Runes

Runes

We present to your attention a series of articles about runes. In several articles we will present our vision of this most important phenomenon in the world of fortune telling, occultism and philosophy.

The first writing systems developed and used by the Norwegian and other Germanic peoples were runic alphabets. They wrote in runes, but they were much more than just letters in the sense in which we understand this term today. Each rune was an ideographic or pictographic symbol of some cosmological principle or force, and to write a rune meant to call and direct a certain force behind it. Indeed, in every Germanic language the word “rune” (from the Proto-Germanic * fleece) means both “letter” and “secret” or “secret”. Its original meaning, which probably preceded the adoption of the runic alphabet, was probably just a “(silent) message”.

Each rune has a name that alludes to the philosophical and magical significance of its visual form and the sound for which it “answers”, which was almost always the first sound of the name of the rune. For example, the T-rune, named “Teivaz” in Proto-Germanic, is named after the god Tiwaz (known as Tyr in the Viking Age). It was believed that Teyvaz dwells in the daytime sky and, accordingly, the visual form of the T-runes is an upward arrow (which undoubtedly also indicates the outstanding role of God in the war). The t-rune was often cut out as a separate ideogram in addition to writing a specific word, as part of the spells used to ensure victory in the battle.

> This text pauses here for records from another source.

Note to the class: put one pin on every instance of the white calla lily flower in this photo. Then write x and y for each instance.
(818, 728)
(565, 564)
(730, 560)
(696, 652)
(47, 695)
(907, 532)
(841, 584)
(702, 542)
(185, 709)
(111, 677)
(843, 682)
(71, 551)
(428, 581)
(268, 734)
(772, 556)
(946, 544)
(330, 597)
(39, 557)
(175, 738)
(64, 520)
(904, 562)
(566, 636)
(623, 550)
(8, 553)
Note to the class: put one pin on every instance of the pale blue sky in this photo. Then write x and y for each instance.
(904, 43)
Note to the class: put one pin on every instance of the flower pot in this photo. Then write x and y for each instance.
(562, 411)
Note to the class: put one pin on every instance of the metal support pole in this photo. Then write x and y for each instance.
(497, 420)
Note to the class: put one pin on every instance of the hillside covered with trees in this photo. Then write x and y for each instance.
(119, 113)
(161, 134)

The runic alphabets are called “futarks” after the first six runes (Fehu, Uruz, Turisaz, Ansuz, Raido, Kaunan), much like the word “alphabet” comes from the names of the first two Semitic letters Aleph and Beth. There are three main futarks: the 24-symbolic oldest (or Elder) Futhark, the first fully formed runic alphabet, the development of which began in the first century AD and was completed before the year 400; The 16-character younger Futhark, who began to diverge from the Senior Futhark at the beginning of the Viking era (c. 750 CE) and eventually replaced this old alphabet in Scandinavia; The 33-character Anglo-Saxon Futhark, which gradually changed and replenished with the Senior Futhark in England. In some inscriptions, twenty-four runes of the Elder Futhark were divided into three Ottirs (Old Norse - “families”) of eight runes each, but the significance of this division, unfortunately, is not known exactly.

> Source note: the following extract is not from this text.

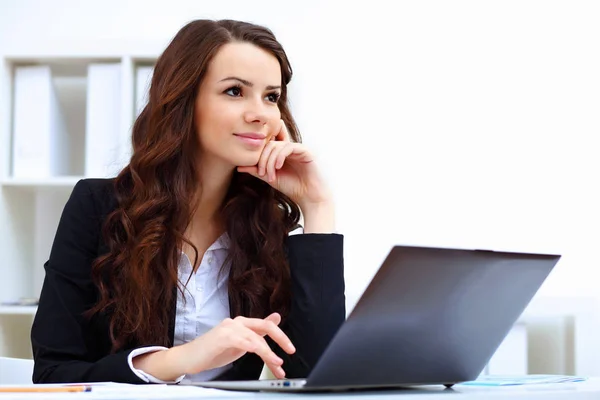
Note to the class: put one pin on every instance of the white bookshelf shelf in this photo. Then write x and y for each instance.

Runes have traditionally been carved on stone, wood, bone, metal, or some similar hard surface, rather than ink and a pen on parchment. This explains their sharp angular shape, which is well suited to their environment.

Many of our current knowledge of the meanings attributed to the runes by the ancient Germanic peoples is taken from three “Runic poems”, documents from Iceland, Norway and England, which contain a brief stanza about each rune in their respective futarkas is considered in Icelandic and Norwegian runic poems in while the Anglo-Saxon futork is discussed in the Old English runic poem).